On the cold evening of November 22nd, further cast
member were in attendance in London - flanked by thousands
of fans. Pierce Brosnan was joined by, then girlfriend,
Keely Shaye Smith adorned with a diamond necklace and
a pair
of matching
earrings
reportedly worth £3.5m.
"The World Is Not Enough" went on general release in the
UK on Friday 26 November, after the USA where it went
on general release
the 19th on 3,163 screens. The US box office
for the "The World Is Not Enough" went on to
gross $23.2 million in a 3 day period. In ten days the
film had
made a massive $75.5 million compared to "Tomorrow Never
Dies" $62.2 million and "Goldeneye" $57.2 million.

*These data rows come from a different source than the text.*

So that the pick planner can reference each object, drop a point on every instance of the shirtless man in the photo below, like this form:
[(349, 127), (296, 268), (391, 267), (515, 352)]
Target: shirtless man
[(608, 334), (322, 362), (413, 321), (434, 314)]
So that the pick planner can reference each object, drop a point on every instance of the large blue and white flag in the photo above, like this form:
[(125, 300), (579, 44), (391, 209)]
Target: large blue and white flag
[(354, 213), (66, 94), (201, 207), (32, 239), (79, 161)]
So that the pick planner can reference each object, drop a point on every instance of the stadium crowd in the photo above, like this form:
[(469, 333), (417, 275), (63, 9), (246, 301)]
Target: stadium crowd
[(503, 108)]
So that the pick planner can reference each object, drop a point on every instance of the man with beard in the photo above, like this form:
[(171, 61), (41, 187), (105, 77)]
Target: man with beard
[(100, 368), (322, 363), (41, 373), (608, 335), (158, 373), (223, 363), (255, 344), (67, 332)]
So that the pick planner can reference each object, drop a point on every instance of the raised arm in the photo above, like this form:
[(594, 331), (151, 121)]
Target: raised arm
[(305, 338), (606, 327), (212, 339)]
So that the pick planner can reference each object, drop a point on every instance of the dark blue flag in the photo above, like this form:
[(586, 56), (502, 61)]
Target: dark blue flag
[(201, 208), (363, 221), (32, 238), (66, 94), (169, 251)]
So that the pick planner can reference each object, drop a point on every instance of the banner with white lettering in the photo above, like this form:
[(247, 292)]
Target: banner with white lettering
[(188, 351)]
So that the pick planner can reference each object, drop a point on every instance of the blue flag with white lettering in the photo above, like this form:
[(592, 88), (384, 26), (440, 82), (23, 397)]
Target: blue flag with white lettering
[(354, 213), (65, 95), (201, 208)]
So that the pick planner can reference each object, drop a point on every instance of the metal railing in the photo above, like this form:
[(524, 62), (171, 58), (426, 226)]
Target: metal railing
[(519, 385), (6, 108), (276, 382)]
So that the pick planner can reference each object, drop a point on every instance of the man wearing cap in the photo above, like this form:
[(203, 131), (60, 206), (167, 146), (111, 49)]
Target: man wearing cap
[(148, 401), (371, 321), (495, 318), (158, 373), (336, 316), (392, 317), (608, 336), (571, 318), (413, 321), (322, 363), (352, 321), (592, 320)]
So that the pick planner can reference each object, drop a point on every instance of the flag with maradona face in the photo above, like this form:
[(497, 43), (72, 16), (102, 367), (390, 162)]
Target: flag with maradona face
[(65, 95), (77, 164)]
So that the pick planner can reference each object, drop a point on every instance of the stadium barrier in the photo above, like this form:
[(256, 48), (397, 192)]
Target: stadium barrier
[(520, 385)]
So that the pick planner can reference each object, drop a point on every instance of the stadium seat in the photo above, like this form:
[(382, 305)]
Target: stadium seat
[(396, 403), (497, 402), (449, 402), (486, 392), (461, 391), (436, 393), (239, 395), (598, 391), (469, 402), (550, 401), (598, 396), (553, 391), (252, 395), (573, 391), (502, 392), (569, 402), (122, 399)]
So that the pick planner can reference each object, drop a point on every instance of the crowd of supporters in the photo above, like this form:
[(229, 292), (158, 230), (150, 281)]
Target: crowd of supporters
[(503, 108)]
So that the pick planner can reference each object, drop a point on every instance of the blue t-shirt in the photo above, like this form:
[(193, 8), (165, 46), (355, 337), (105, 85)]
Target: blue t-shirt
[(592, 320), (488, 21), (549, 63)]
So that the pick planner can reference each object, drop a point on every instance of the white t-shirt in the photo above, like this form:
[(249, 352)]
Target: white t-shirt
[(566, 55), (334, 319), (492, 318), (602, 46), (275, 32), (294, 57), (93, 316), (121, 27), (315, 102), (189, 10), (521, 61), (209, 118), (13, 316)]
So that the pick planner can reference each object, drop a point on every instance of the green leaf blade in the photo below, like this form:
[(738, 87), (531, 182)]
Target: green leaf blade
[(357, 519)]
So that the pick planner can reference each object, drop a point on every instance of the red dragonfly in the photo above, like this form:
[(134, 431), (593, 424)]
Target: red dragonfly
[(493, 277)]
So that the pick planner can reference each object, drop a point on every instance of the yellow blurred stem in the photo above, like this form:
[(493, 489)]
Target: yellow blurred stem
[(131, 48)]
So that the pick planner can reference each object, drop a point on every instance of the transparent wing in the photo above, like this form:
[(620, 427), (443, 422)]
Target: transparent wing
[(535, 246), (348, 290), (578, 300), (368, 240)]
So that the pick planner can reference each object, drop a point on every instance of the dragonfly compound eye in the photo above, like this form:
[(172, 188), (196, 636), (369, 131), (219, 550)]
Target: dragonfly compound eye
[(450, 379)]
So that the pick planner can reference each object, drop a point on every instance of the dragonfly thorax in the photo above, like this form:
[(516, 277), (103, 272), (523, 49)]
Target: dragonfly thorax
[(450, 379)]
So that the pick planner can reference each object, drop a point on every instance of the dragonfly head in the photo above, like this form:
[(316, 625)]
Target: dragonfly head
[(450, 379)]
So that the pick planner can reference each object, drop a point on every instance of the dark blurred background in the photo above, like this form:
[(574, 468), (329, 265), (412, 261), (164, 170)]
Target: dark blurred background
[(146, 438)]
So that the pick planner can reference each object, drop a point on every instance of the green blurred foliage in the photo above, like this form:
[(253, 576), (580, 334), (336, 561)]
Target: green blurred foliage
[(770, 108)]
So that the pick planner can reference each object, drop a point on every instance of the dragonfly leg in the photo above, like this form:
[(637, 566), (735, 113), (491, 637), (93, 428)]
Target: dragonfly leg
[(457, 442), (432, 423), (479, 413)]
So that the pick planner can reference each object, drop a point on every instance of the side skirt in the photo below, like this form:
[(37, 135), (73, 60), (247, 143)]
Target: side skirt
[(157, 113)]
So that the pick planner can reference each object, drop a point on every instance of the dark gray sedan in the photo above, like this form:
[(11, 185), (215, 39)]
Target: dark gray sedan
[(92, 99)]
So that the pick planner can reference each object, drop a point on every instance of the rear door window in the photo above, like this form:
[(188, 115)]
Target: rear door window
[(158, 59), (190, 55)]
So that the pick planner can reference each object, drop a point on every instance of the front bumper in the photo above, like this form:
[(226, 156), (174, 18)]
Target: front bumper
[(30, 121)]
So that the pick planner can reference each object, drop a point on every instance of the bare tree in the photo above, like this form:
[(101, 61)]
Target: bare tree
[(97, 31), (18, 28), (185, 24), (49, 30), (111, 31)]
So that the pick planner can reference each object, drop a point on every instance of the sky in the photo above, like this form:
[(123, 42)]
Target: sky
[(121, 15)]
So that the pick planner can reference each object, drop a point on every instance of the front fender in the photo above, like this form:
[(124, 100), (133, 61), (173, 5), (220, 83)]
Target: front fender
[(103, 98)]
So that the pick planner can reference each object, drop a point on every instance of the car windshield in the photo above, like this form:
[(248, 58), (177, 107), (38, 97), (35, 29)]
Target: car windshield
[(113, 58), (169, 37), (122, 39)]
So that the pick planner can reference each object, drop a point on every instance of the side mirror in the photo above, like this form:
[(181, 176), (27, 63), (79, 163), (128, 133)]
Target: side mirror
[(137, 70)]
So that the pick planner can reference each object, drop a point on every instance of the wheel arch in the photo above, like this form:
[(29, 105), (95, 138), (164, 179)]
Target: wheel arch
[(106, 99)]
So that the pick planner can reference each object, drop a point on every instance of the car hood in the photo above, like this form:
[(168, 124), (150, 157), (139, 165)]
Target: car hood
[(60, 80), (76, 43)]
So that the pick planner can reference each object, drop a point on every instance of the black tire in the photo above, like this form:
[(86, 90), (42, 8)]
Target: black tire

TWINE went on to be the fourth biggest
opening weekend in British history with a massive $10
million.
North America opening week:
The World is Not Enough, $37.2 million.
Sleepy Hollow, $30.5 million.
Pokemon: The First Movie, $13.3 million.
The Bone Collector, $6.5 million.
Dogma, $4.1 million.
Anywhere But Here, $3.3 million.
The Insider, $2.9 million.
The Messenger: The Story of Joan of Arc, $2.5 million.
The Bachelor, $2.4 million.
Being John Malkovich, $1.9 million.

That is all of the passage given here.